Results from detrital zircons from the Erawondoo Hill discovery site conglomerate generally show the zircons to have a bimodal age distribution with major peaks at c. 3.4 and 4.1 Ga.

However, zircon is sensitive to radiation damage and can degrade into amorphous material. The Hadean zircon with original uranium concentrations greater than 600 ppm is challenged by the effect of post-crystallization alteration.

Isotope geochemistry 
Stable isotope data, indicating that the original host rocks to the zircon related to a significant amount of material formed on or near the Earth's surface and subsequently transferred to a middle- to lower-crustal level where they melted to generate the host magmas from which zircon crystallised.

Mineral inclusions 

The development of textural criteria for identifying primary inclusions opens up possibilities for recognising zircons' changing provenance with time and investigating their post-depositional alteration history. There are two common inclusion assemblages that are consistent with their forming in "I-type" (hornblende, quartz, biotite, plagioclase, apatite, ilmenite) and "S-type" (quartz, K-feldspar, muscovite, monazite) granitoids. Dominated by quartz with less abundant K-feldspar, plagioclase, muscovite, biotite, and phosphates, that are interpreted to have formed under relatively low geothermal gradient similar to that pertaining to modern subduction zones.

Zircon geochemistry 
By analysing the content of zircon, some zircon show the presence of titanium, rare earth minerals, lithium, aluminium and carbon. Certain ratio and normal distribution give evidence of zircon's origin and the source of magma.

Analytic method

Ion microprobe analysis 
Ion microprobe (or secondary ion mass spectrometry, SIMS) and uranium-thorium-lead geochronology are two common methods to measure isotope in specific time interval.

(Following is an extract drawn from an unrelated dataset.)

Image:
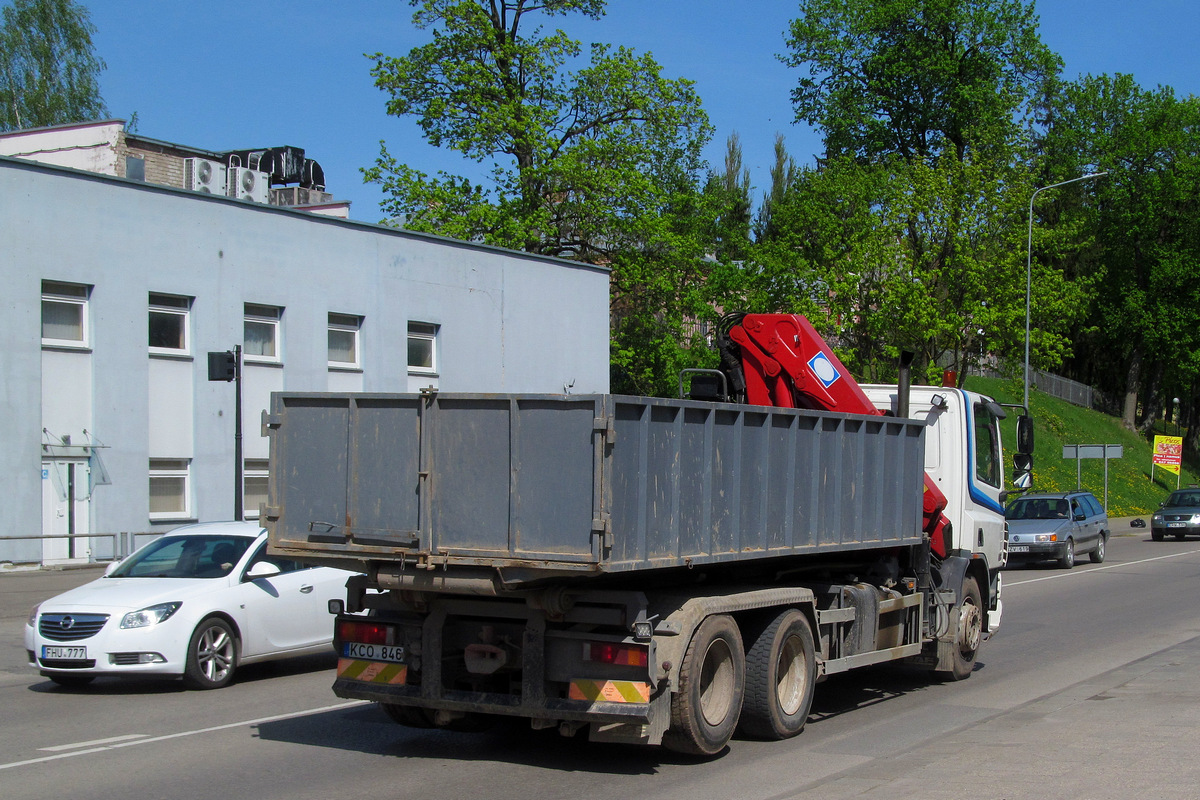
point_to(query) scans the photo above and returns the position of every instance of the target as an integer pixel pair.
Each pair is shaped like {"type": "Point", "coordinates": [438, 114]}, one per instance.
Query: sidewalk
{"type": "Point", "coordinates": [1122, 734]}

Highly precise in situ SIMS measurements of oxygen isotopes and OH/O ratios, laser-ablation inductively-coupled mass spectrometry (LA-ICP-MS) determination of hafnium isotopes, and atom-probe tomography. LA-ICP-MS is the most common method to date using isotopes but it lacks capacity to measure 204Pb. Therefore, there is a possibility that the occurrences of single zircons over 4 billion years old could be due to inclusion of non-radiogenic Pb.

U-Pb dating, delta 18O and Ti measurements can be tested by CAMECA ims 1270 ion microprobe. Epoxy are applied on the sample. A flat surface of sample is needed to conduct an analysis. U-Pb dating and T measurement uses a primary O− beam with low intensity (10-15 nA). U-Pb age standard AS3 was used for dating studies. The concentration of Ti can be determined based on analysis of Jack Hills zircon and NIST610 glass.

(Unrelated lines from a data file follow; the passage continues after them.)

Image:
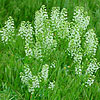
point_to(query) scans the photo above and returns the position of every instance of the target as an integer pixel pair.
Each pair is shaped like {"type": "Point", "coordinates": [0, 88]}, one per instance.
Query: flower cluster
{"type": "Point", "coordinates": [45, 42]}
{"type": "Point", "coordinates": [27, 78]}
{"type": "Point", "coordinates": [26, 32]}
{"type": "Point", "coordinates": [59, 23]}
{"type": "Point", "coordinates": [7, 32]}
{"type": "Point", "coordinates": [90, 44]}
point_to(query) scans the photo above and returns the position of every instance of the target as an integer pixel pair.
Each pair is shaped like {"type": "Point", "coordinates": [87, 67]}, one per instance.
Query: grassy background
{"type": "Point", "coordinates": [10, 67]}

Electron microprobe analysis 

For inclusions investigation, JEOL 8600 electron microprobe analyzer (EPMA) were used to chemically analyze zircon. It is used to analyze the chemical composition of material. Electron beams are emitted to the mineral's surface and blow off ions and estimate the abundance of the elements within a very small sized sample. Many isotopes can be measured at once in this analysis for example Ti and Li.

Occurrence

Proposed mechanisms for forming Hadean Jack Hills zircons 

Plate tectonic theory is widely accepted for the generation of crust. With the Hadean rock record, most of the scientists concluded that the hypothesis of a hellish early Earth devoid of ocean is incorrect. Scientists have constructed different models to explain the thermal history in the early earth, such as the continental growth model, Icelandic rhyolites, intermediate igneous rocks, mafic igneous rocks, sagduction, impact melt, heat pipe tectonics, terrestrial KREEP and multi-stage scenarios.

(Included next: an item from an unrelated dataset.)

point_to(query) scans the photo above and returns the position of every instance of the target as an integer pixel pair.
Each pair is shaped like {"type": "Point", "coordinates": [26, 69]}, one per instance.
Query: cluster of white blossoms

The most famous one is continental growth model which is similar to the modern tectonic dynamics. 

Relatively low crystallisation temperature and some are enriched in heavy oxygen, contain inclusion similar to modern crustal processes and show evidence of silicate differentiation at ~4.5 Ga. Early terrestrial hydrosphere, early felsic crust in which granitoids were produced and later weathered under high water activity conditions and even the possible existence of plate boundary interactions.